Last week Facebook informed me that one of my “friends” was having a birthday. That friend was my father. We’ve been friends for awhile now, I guess our friendship really bloomed when he drove me home as a newborn from the hospital.
With his brand new iPad for Christmas, my father became the final member of my immediate family to enter the world of Facebook. Or as he refers to it “The Facebook”. Occasionally I’ll mention an event and he’ll say “oh yes, your mother showed me the pictures on The Facebook“.
He’ll be using his iPad mostly to read the newspaper. For the past 50 years he’s had a choice between the daily tabloid which is printed in a city 300 kms away and a twice weekly local newspaper. He will now move to a virtual explosion of icons and app subscriptions. In the palm of his hand will be hundreds of links to literally thousands of stories, newspapers from all over the world. As a bloke who has spent his entire life living in a rural community in South Australia, technology has made the world a shed load smaller. I can’t imagine him ever giving up the local paper (I still read it myself) but I can definitely see some additions to his reading.

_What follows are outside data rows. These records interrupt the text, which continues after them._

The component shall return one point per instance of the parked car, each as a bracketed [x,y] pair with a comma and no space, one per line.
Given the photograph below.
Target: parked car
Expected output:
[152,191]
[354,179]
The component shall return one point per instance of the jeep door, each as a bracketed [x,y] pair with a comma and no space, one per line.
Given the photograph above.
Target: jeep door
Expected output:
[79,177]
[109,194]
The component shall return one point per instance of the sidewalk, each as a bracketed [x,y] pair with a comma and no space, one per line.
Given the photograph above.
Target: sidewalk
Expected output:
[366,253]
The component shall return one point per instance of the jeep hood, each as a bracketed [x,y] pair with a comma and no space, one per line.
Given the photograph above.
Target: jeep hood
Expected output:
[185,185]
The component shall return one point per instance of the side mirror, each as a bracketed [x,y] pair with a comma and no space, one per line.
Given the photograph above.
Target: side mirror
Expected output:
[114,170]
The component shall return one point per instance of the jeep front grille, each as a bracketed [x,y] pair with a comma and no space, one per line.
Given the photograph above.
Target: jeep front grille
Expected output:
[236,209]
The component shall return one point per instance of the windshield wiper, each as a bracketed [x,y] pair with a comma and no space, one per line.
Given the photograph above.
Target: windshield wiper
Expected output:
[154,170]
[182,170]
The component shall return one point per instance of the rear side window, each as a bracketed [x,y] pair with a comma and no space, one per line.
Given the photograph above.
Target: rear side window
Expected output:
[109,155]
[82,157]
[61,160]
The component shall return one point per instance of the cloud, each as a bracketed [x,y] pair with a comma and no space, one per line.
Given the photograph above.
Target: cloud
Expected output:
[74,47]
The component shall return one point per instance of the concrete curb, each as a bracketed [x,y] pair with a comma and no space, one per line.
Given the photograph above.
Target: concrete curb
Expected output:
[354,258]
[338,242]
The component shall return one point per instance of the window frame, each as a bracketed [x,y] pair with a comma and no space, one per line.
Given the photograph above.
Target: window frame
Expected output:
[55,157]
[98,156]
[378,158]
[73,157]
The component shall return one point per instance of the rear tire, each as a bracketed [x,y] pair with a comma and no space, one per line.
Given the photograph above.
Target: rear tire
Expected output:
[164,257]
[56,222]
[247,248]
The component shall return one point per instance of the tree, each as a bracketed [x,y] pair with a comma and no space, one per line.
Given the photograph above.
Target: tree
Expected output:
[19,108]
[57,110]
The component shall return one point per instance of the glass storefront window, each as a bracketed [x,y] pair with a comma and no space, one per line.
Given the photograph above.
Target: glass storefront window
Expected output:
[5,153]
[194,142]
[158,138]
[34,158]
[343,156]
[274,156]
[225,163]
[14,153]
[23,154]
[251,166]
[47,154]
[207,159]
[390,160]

It was late 2005 when I signed up for Facebook, our relationship has changed a lot over the years. It began as a way of keeping in contact with friends on the other side of the world and sharing photos of our kids with my family. When I went back to work it was used as a recruiting tool, and then it became all about sharing and receiving information. What I enjoy the most about Facebook now is the links, the information that gets forwarded, the jokes that are made and the insight provided perhaps from a complete stranger. I can choose to ignore or choose to read, but it’s my choice. In the past fifteen minutes I’ve read why I shouldn’t text and walk, watched the worlds coolest flight attendant, and seen a picture of the fog in Beijing this morning – it was taken by a friend as she cycled with her children to school.

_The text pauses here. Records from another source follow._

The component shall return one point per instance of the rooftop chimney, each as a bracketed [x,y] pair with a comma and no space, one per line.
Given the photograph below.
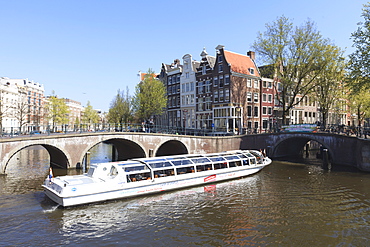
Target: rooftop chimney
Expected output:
[251,54]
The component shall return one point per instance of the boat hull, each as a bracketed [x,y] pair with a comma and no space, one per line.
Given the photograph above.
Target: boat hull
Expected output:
[151,186]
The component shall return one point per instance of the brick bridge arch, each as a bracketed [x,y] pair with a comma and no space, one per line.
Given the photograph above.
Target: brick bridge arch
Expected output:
[68,150]
[343,150]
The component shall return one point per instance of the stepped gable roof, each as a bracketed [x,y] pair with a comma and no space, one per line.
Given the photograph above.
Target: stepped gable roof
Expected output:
[241,63]
[196,65]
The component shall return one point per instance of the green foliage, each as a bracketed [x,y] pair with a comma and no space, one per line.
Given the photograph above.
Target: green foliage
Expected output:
[359,61]
[298,56]
[90,116]
[57,110]
[150,97]
[359,104]
[121,109]
[329,90]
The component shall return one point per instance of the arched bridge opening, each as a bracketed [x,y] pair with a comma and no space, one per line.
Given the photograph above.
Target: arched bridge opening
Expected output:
[57,158]
[296,147]
[172,147]
[124,149]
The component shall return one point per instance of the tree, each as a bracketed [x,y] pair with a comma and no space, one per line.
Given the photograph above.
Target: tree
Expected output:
[359,104]
[329,84]
[57,111]
[121,109]
[22,110]
[90,116]
[150,97]
[359,61]
[296,55]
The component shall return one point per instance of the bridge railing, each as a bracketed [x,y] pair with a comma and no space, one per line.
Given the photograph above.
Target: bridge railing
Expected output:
[9,132]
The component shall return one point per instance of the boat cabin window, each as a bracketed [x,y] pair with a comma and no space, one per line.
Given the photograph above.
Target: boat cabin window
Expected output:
[215,159]
[232,157]
[253,161]
[185,170]
[137,173]
[221,165]
[200,160]
[258,157]
[160,173]
[160,164]
[181,162]
[90,172]
[135,168]
[236,163]
[113,171]
[138,177]
[205,167]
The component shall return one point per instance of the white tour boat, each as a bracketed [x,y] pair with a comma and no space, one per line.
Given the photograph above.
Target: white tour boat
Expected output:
[115,180]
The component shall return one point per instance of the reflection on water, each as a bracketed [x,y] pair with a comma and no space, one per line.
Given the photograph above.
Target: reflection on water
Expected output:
[286,204]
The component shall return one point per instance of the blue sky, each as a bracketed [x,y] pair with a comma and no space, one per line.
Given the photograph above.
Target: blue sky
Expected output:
[88,49]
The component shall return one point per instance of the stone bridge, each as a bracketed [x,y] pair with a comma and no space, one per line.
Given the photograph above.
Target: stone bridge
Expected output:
[343,150]
[69,150]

For a traveller, social media can perhaps become a little bittersweet, while it’s great to scroll through the photos of the wedding, the new nephew and a close up of the Sunday roast – it’s another reminder of what you’re missing. If you’re a long term traveller like me, you’ll remember the days of waiting weeks for the next letter and gasping at the telephone bill after that drunken international call was made. If only you could remember what you said.